Bioprosthetic heart valves are packaged in jars filled with preserving solution for shipping and storage prior to use in the operating theater. To minimize the possibility of damage to the relatively delicate bioprosthetic heart valves, they are stabilized with bracketing structure to prevent them from striking the inside of the jar. Prior to implantation in a patient, the valve is removed from the jar and then rinsed in a shower or immersed and agitated in a bath.
The majority of prosthetic valves are destined for either the mitral or aortic position, though to a much lesser extent tricuspid and pulmonary replacements are made. The conventional surgical delivery path for mitral and aortic replacements is from above; down the right atrium for mitral valves and down the ascending aorta for aortic valves. (Of course, these directions are relative to the upright human, and with the patient lying supine up and down become horizontal). The blood flow direction in these two positions is opposite, with blood flowing down from the right atrium through the mitral valve and into the left ventricle, and then up from the left ventricle through the aortic valve and into the ascending aorta. Therefore, the mitral valve is normally distally advanced with the inflow side up (or proximal), and the aortic valve is advanced with the outflow side up. Prosthetic valves typically have a valve holder centrally located and sutured thereto, and the holders used for both are attached to the proximal end—to the inflow sewing ring for mitral valves and to the outflow commissure tips for aortic valves—so that an attached surgical delivery handle extends proximally out of the implant site. The delivery handle usually couples to the valve holder while still in the jar and lifts the valve assembly out of the jar. Consequently, to orient the mitral valve holder facing upward in the jar the outflow leaflet commissure tips project down, while the jar orientation for aortic valves is with the inflow sewing ring extending down into the jar. Both valves are thus suspended downward from the holder into the fluid-filled jar, though inverted with respect to one another.

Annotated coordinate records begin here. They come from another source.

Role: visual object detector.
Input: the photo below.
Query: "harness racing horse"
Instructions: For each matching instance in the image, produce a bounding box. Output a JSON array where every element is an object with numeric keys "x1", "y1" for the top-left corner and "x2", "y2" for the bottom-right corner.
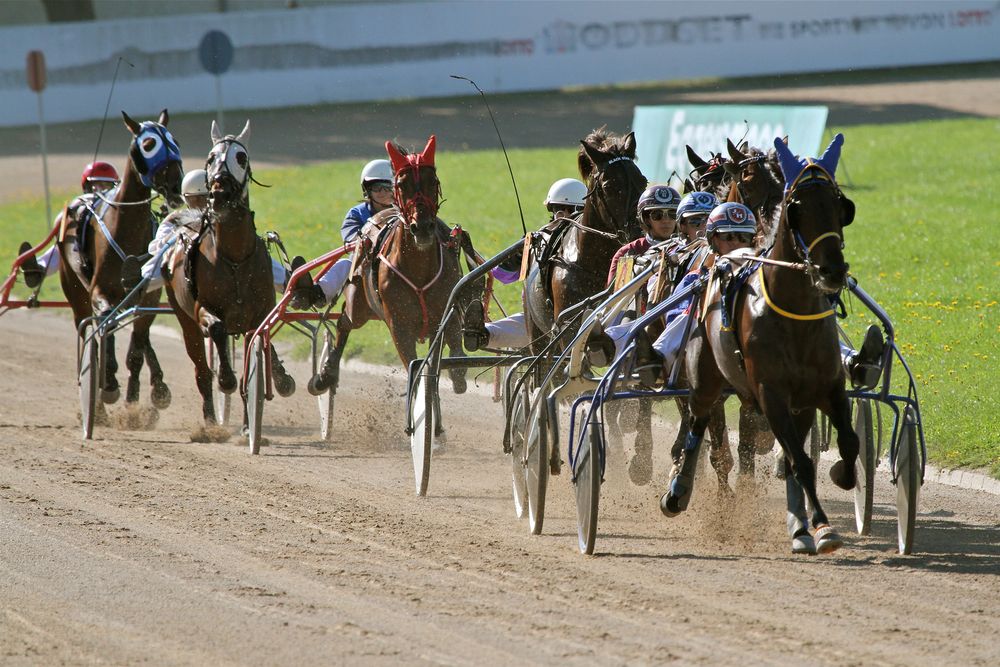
[
  {"x1": 524, "y1": 130, "x2": 653, "y2": 474},
  {"x1": 165, "y1": 120, "x2": 295, "y2": 429},
  {"x1": 55, "y1": 109, "x2": 184, "y2": 409},
  {"x1": 309, "y1": 135, "x2": 473, "y2": 410},
  {"x1": 660, "y1": 134, "x2": 858, "y2": 553}
]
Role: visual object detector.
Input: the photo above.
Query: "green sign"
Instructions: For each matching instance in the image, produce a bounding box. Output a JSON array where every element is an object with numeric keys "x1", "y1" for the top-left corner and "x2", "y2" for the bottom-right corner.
[{"x1": 632, "y1": 104, "x2": 827, "y2": 185}]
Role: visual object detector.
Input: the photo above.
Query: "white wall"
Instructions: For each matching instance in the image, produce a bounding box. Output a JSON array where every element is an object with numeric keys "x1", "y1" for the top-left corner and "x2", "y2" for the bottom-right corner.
[{"x1": 0, "y1": 0, "x2": 1000, "y2": 129}]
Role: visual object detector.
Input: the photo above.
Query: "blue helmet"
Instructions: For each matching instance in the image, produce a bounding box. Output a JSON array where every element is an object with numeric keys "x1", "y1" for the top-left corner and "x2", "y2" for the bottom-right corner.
[
  {"x1": 677, "y1": 192, "x2": 719, "y2": 220},
  {"x1": 705, "y1": 202, "x2": 757, "y2": 240}
]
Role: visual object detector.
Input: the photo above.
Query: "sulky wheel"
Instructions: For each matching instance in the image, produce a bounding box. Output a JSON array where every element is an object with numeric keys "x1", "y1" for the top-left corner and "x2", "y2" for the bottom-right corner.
[
  {"x1": 573, "y1": 410, "x2": 604, "y2": 556},
  {"x1": 524, "y1": 388, "x2": 549, "y2": 535},
  {"x1": 410, "y1": 367, "x2": 435, "y2": 496},
  {"x1": 854, "y1": 398, "x2": 876, "y2": 535},
  {"x1": 208, "y1": 336, "x2": 237, "y2": 426},
  {"x1": 312, "y1": 329, "x2": 337, "y2": 442},
  {"x1": 77, "y1": 324, "x2": 100, "y2": 440},
  {"x1": 246, "y1": 336, "x2": 267, "y2": 454},
  {"x1": 896, "y1": 406, "x2": 921, "y2": 555}
]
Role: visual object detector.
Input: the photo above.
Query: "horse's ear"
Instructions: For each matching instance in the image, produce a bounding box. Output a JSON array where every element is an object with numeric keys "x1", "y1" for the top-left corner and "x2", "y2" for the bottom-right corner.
[
  {"x1": 236, "y1": 118, "x2": 250, "y2": 146},
  {"x1": 726, "y1": 138, "x2": 747, "y2": 163},
  {"x1": 420, "y1": 134, "x2": 437, "y2": 167},
  {"x1": 122, "y1": 111, "x2": 139, "y2": 136},
  {"x1": 684, "y1": 144, "x2": 708, "y2": 171},
  {"x1": 840, "y1": 193, "x2": 856, "y2": 227},
  {"x1": 385, "y1": 141, "x2": 406, "y2": 174},
  {"x1": 625, "y1": 132, "x2": 635, "y2": 160}
]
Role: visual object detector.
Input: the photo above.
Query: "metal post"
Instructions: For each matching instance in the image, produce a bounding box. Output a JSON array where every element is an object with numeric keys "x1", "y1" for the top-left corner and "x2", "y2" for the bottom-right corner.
[
  {"x1": 215, "y1": 75, "x2": 226, "y2": 134},
  {"x1": 38, "y1": 92, "x2": 52, "y2": 231}
]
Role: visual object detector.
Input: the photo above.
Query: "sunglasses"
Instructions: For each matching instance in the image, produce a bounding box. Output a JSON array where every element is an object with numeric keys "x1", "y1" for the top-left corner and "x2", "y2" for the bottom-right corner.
[
  {"x1": 646, "y1": 208, "x2": 676, "y2": 222},
  {"x1": 715, "y1": 232, "x2": 753, "y2": 243}
]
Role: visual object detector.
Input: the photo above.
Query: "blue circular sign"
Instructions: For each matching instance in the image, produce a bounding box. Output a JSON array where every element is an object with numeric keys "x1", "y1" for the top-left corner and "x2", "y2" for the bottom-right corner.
[{"x1": 198, "y1": 30, "x2": 233, "y2": 76}]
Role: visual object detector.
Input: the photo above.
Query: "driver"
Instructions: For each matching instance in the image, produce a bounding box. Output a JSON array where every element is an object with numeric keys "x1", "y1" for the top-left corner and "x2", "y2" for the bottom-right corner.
[{"x1": 17, "y1": 161, "x2": 120, "y2": 289}]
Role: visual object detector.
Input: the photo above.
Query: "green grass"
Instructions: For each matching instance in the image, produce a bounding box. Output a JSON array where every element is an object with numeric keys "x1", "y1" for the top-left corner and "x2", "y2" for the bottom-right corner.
[{"x1": 0, "y1": 119, "x2": 1000, "y2": 476}]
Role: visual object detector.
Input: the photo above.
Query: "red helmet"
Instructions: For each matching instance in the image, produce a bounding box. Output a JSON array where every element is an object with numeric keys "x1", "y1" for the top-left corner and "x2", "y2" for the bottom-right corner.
[{"x1": 80, "y1": 162, "x2": 120, "y2": 190}]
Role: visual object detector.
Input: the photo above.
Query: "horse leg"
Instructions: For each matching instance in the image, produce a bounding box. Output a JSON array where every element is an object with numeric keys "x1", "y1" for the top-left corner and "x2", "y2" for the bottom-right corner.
[
  {"x1": 206, "y1": 320, "x2": 238, "y2": 394},
  {"x1": 758, "y1": 387, "x2": 843, "y2": 553},
  {"x1": 827, "y1": 387, "x2": 860, "y2": 490},
  {"x1": 271, "y1": 345, "x2": 295, "y2": 398},
  {"x1": 708, "y1": 400, "x2": 733, "y2": 495},
  {"x1": 628, "y1": 398, "x2": 653, "y2": 486}
]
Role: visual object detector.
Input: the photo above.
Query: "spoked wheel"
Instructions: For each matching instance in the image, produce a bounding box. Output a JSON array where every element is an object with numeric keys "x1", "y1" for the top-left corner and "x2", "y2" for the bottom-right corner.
[
  {"x1": 524, "y1": 388, "x2": 549, "y2": 535},
  {"x1": 312, "y1": 330, "x2": 337, "y2": 442},
  {"x1": 510, "y1": 383, "x2": 531, "y2": 519},
  {"x1": 410, "y1": 369, "x2": 434, "y2": 496},
  {"x1": 573, "y1": 410, "x2": 604, "y2": 556},
  {"x1": 896, "y1": 407, "x2": 921, "y2": 555},
  {"x1": 208, "y1": 336, "x2": 237, "y2": 426},
  {"x1": 246, "y1": 336, "x2": 267, "y2": 454},
  {"x1": 854, "y1": 398, "x2": 876, "y2": 535},
  {"x1": 78, "y1": 324, "x2": 100, "y2": 440}
]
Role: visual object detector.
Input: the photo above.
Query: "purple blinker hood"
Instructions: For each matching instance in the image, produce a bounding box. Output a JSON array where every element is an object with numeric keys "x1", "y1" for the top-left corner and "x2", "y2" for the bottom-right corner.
[{"x1": 774, "y1": 132, "x2": 844, "y2": 194}]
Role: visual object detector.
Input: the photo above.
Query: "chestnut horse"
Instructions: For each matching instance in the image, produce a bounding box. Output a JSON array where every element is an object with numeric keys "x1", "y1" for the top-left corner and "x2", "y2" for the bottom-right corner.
[
  {"x1": 309, "y1": 135, "x2": 469, "y2": 400},
  {"x1": 167, "y1": 121, "x2": 295, "y2": 428},
  {"x1": 55, "y1": 109, "x2": 184, "y2": 409},
  {"x1": 660, "y1": 134, "x2": 858, "y2": 553}
]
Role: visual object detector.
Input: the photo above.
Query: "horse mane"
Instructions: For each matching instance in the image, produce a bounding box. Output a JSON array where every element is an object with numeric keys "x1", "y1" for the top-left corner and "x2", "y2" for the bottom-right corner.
[{"x1": 576, "y1": 126, "x2": 625, "y2": 181}]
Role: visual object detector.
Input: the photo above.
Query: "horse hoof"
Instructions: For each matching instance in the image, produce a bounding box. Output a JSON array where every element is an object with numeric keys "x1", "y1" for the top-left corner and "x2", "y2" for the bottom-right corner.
[
  {"x1": 792, "y1": 533, "x2": 816, "y2": 556},
  {"x1": 306, "y1": 373, "x2": 333, "y2": 396},
  {"x1": 830, "y1": 459, "x2": 857, "y2": 491},
  {"x1": 149, "y1": 384, "x2": 171, "y2": 410},
  {"x1": 274, "y1": 375, "x2": 295, "y2": 398},
  {"x1": 816, "y1": 525, "x2": 844, "y2": 554},
  {"x1": 628, "y1": 452, "x2": 653, "y2": 486}
]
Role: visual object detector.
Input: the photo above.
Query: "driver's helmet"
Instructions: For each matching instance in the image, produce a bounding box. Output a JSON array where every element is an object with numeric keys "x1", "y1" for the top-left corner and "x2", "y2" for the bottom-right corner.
[
  {"x1": 637, "y1": 185, "x2": 681, "y2": 220},
  {"x1": 361, "y1": 160, "x2": 392, "y2": 193},
  {"x1": 80, "y1": 162, "x2": 120, "y2": 192},
  {"x1": 181, "y1": 169, "x2": 208, "y2": 197},
  {"x1": 542, "y1": 178, "x2": 587, "y2": 210},
  {"x1": 677, "y1": 192, "x2": 719, "y2": 222},
  {"x1": 705, "y1": 202, "x2": 757, "y2": 241}
]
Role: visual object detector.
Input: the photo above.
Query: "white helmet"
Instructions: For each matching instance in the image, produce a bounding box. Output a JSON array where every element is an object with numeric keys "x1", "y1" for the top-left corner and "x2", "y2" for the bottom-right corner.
[
  {"x1": 181, "y1": 169, "x2": 208, "y2": 196},
  {"x1": 361, "y1": 160, "x2": 392, "y2": 187},
  {"x1": 542, "y1": 178, "x2": 587, "y2": 207}
]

The valves are stabilized with various structures, including a 2- or 3-piece clip and tubular sleeve structure, such as shown in U.S. Pat. No. 6,416,547 to Erickson, et al. One function of the sleeve is to create an annular space between it and the jar for receiving a product ID tag dangling from the valve by a thread and prevent it from contacting and potentially damaging the valve leaflets. This packaging configuration is somewhat complex and time consuming to assemble and disassemble, and is somewhat limited by the aforementioned respective jar orientations for mitral and aortic valves.
In view of the foregoing, it is apparent that there is still a need in the art for alternative packaging for heart valves that enables a medical practitioner to easily and safely remove the valve, as well as attach a surgical handle thereto.